Indien rettet die Welt
Weniger Profit, aber Hunderte Millionen Arme dürfen hoffen: Regierung des 1,3-Milliarden-Volks verweigert Zustimmung zum Bali-Abkommen der WTO
Von Klaus Fischer *
Das Bali-Abkommen ist gescheitert. Die im Dezember auf der indonesischen Ferieninsel im Rahmen der Welthandelsorganisation (WTO) vereinbarten Regelungen können nicht in Kraft gesetzt werden. »Wir waren nicht in der Lage, eine Lösung zu finden, mit der wir den Graben hätten überbrücken können«, erklärte WTO-Generaldirektor Roberto Azevêdo in der Nacht zum Freitag in Genf. Dort hatten sich Vertreter der 160 Mitgliedsstaaten getroffen, um das nach einem 20jährigen Prozeß von Verhandlungen, Verlockungen und Erpressungen Vereinbarte endgültig zu beschließen.
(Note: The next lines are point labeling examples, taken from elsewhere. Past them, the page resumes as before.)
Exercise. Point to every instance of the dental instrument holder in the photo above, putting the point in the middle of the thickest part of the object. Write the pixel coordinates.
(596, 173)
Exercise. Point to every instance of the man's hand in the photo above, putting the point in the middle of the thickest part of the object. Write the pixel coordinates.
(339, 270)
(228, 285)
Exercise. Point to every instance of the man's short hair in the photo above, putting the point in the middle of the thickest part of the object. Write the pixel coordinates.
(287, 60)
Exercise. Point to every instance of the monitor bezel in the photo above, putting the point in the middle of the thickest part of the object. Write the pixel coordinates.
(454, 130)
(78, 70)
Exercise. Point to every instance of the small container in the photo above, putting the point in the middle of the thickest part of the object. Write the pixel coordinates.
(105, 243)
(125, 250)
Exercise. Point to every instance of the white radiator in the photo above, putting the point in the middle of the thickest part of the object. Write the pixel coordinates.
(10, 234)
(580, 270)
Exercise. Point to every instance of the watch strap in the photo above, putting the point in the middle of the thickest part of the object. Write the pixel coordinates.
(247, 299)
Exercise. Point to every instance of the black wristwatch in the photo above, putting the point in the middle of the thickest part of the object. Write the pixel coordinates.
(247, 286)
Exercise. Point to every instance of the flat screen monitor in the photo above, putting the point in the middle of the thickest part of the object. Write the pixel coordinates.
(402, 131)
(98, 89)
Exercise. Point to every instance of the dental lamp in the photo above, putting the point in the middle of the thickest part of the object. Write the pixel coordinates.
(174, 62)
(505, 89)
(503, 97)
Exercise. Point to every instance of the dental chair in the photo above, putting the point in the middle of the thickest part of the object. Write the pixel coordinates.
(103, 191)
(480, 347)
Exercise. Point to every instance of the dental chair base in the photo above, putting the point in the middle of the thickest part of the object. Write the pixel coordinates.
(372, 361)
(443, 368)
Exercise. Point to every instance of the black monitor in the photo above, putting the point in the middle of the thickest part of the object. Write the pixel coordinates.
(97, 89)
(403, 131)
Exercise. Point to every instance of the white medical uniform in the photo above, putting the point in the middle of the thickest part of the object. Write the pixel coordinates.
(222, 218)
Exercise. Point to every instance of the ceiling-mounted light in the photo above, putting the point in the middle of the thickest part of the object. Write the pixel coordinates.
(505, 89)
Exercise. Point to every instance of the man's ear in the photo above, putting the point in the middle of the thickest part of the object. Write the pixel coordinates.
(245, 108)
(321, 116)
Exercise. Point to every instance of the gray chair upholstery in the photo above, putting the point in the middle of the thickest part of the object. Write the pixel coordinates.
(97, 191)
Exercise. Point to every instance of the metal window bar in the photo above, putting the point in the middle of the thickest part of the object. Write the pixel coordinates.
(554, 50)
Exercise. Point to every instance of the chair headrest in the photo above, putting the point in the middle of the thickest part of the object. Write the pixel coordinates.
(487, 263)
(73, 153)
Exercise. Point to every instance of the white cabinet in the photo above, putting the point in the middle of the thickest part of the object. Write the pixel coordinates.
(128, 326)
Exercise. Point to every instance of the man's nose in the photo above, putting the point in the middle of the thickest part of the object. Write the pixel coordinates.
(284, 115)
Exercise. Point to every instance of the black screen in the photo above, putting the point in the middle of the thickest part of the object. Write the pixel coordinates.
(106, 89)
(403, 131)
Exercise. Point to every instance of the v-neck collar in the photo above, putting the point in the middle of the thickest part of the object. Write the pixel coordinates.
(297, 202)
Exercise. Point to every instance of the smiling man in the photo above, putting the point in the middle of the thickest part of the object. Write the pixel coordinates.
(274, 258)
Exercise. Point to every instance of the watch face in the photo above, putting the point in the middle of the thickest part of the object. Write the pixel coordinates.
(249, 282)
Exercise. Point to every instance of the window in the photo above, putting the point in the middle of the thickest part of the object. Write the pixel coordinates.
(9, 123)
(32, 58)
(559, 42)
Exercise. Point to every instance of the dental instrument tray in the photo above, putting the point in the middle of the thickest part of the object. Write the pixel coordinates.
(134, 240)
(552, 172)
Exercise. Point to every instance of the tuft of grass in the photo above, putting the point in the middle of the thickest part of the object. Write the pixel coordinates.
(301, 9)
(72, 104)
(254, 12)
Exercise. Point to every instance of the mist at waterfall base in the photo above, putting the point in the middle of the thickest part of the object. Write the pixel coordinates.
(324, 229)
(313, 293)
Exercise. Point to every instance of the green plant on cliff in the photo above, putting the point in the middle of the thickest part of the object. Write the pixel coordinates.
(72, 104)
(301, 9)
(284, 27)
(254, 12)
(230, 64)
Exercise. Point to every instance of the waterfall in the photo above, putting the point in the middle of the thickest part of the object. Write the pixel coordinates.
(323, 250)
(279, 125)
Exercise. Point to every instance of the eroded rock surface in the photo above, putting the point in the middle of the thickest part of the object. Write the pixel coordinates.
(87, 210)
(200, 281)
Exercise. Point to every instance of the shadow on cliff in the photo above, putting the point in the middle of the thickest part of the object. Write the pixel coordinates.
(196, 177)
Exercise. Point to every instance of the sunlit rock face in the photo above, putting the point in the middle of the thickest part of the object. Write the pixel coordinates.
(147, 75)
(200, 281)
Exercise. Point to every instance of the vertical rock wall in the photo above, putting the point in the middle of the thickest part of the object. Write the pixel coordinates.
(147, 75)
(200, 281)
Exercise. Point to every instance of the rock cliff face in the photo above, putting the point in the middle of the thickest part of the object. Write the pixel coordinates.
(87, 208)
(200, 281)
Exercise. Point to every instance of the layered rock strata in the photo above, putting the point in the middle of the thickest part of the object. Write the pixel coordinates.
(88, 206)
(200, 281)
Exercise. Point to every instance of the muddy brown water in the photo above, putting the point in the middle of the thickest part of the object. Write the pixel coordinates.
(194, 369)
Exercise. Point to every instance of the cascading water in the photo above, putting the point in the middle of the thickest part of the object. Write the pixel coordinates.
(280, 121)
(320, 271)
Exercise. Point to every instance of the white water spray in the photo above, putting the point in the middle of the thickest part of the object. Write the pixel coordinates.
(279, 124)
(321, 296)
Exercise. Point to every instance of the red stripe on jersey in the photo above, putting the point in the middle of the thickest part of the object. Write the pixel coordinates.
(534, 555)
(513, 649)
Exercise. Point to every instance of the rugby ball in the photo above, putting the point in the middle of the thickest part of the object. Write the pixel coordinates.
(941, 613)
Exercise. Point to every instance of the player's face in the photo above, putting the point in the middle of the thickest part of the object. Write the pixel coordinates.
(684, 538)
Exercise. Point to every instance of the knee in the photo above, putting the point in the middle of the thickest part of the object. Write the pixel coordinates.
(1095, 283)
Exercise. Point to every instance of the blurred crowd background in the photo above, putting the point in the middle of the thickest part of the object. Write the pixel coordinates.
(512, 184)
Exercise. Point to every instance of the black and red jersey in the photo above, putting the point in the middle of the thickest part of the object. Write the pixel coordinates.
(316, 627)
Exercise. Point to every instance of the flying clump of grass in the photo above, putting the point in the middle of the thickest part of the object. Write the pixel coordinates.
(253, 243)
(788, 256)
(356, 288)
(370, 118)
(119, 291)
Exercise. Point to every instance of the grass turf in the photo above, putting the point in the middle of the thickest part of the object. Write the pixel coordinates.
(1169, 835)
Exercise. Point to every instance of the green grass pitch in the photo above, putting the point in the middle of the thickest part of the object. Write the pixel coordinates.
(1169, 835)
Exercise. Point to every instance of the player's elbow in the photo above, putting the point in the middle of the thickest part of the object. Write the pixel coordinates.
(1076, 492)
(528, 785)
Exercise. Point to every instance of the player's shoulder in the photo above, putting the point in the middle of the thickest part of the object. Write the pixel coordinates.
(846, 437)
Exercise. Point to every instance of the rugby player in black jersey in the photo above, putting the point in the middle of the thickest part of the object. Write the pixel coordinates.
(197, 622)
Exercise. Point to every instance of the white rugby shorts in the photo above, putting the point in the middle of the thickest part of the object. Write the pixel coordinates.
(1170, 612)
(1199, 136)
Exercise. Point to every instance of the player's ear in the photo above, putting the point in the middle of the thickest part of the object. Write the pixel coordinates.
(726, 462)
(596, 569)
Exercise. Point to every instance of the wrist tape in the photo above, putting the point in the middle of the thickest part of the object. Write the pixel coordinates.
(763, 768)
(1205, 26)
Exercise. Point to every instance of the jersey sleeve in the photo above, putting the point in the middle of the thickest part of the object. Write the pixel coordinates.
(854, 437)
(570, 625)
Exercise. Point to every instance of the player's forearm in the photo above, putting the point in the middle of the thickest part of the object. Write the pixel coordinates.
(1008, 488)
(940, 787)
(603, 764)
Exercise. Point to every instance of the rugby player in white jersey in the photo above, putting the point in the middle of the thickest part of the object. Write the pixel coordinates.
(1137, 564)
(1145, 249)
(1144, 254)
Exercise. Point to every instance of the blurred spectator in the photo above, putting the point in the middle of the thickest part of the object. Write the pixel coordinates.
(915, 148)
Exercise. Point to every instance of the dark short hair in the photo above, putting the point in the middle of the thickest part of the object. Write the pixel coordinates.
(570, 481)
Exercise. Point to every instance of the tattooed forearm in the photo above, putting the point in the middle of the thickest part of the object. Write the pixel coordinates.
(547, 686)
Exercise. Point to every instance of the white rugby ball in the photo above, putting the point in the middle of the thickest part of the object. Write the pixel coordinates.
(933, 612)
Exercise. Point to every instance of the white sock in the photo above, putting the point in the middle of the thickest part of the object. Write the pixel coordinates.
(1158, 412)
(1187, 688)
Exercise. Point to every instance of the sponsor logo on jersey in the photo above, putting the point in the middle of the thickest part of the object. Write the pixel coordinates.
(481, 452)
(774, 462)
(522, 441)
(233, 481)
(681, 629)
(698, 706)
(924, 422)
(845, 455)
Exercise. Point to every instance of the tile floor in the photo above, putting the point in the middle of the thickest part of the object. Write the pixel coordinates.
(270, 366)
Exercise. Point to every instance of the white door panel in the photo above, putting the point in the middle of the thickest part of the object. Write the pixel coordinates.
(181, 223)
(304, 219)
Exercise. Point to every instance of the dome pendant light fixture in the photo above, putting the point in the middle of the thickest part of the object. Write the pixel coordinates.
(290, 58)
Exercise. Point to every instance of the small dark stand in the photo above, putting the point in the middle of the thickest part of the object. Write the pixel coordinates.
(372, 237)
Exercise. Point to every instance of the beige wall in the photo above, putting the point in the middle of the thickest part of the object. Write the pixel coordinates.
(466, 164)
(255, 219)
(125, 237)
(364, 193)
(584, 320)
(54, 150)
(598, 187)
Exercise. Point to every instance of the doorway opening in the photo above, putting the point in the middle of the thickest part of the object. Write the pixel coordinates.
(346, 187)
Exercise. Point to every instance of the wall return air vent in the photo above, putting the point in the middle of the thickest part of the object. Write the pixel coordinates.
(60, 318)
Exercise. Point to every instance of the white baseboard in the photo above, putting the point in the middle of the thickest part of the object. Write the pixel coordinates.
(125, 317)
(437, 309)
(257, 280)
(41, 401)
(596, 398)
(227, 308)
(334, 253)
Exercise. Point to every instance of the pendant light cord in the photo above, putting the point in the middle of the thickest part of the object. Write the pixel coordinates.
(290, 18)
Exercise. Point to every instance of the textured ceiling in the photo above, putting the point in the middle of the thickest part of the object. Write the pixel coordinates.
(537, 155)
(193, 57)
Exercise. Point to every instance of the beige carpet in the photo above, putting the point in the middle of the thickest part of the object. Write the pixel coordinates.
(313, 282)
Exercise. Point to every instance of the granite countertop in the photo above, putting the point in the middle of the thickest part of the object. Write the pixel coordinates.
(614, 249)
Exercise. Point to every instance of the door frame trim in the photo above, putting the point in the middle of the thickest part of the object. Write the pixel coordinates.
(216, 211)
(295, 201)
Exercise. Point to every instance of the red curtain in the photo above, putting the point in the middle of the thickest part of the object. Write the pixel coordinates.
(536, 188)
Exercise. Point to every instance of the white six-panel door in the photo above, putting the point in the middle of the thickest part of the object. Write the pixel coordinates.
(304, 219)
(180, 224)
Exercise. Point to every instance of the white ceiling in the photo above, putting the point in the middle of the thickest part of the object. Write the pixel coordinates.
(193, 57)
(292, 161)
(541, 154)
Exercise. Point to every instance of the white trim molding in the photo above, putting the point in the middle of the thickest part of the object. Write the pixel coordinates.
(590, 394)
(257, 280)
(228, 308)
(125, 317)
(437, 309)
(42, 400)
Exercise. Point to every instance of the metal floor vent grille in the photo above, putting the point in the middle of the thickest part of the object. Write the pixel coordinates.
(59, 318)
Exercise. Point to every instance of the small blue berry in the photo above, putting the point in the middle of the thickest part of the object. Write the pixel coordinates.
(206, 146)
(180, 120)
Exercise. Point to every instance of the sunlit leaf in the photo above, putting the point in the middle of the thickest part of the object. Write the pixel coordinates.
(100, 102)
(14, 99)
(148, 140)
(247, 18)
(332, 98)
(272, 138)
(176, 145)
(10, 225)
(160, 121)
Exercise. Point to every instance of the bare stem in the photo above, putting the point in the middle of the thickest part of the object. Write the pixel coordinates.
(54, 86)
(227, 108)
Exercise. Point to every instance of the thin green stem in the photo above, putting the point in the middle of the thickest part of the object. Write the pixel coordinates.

Der Öffentlichkeit ist »Bali« als ein »Durchbruch« für kommende »Handelserleichterungen« bekannt. Überall auf der Welt sollte der Kommerz zu gleichen Regeln und unter Androhung gleicher Sanktionen stattfinden können. Alles Böse, wie Zölle, Aus- und Einfuhrbeschränkungen oder gar Subventionen, wäre ausgemerzt. Entsprechend verstört reagierte man auf das Scheitern: »Wir bedauern, daß eine Handvoll Mitglieder sich entschieden haben, ihre Zusagen nicht zu erfüllen«, verkündete der US-Handelsbeauftragte Michael Froman. Und Australiens Handelsminister Andrew Robb klagte, »dieser Mißerfolg ist ein schwerer Schlag für die in Bali wiederhergestellte Zuversicht, daß die WTO ausgehandelte Ergebnisse liefern kann«.
Ja, es ist ein trauriger Tag – für die Hauptprofiteure der Globalisierung, diesem Megaprojekt der »vereinigten Weltkonzerne«, das zunehmend nationale Souveränität zugunsten des globalen Kapitalverkehrs einschränkt oder gar aufhebt. Marktmechanismen nutzen der Spekulation mit Nahrungsmitteln. Zur Sicherung einer Grundversorgung taugen sie nicht. Und »freie Märkte« sind bei der Dominanz der Multis ohnehin eine Schimäre.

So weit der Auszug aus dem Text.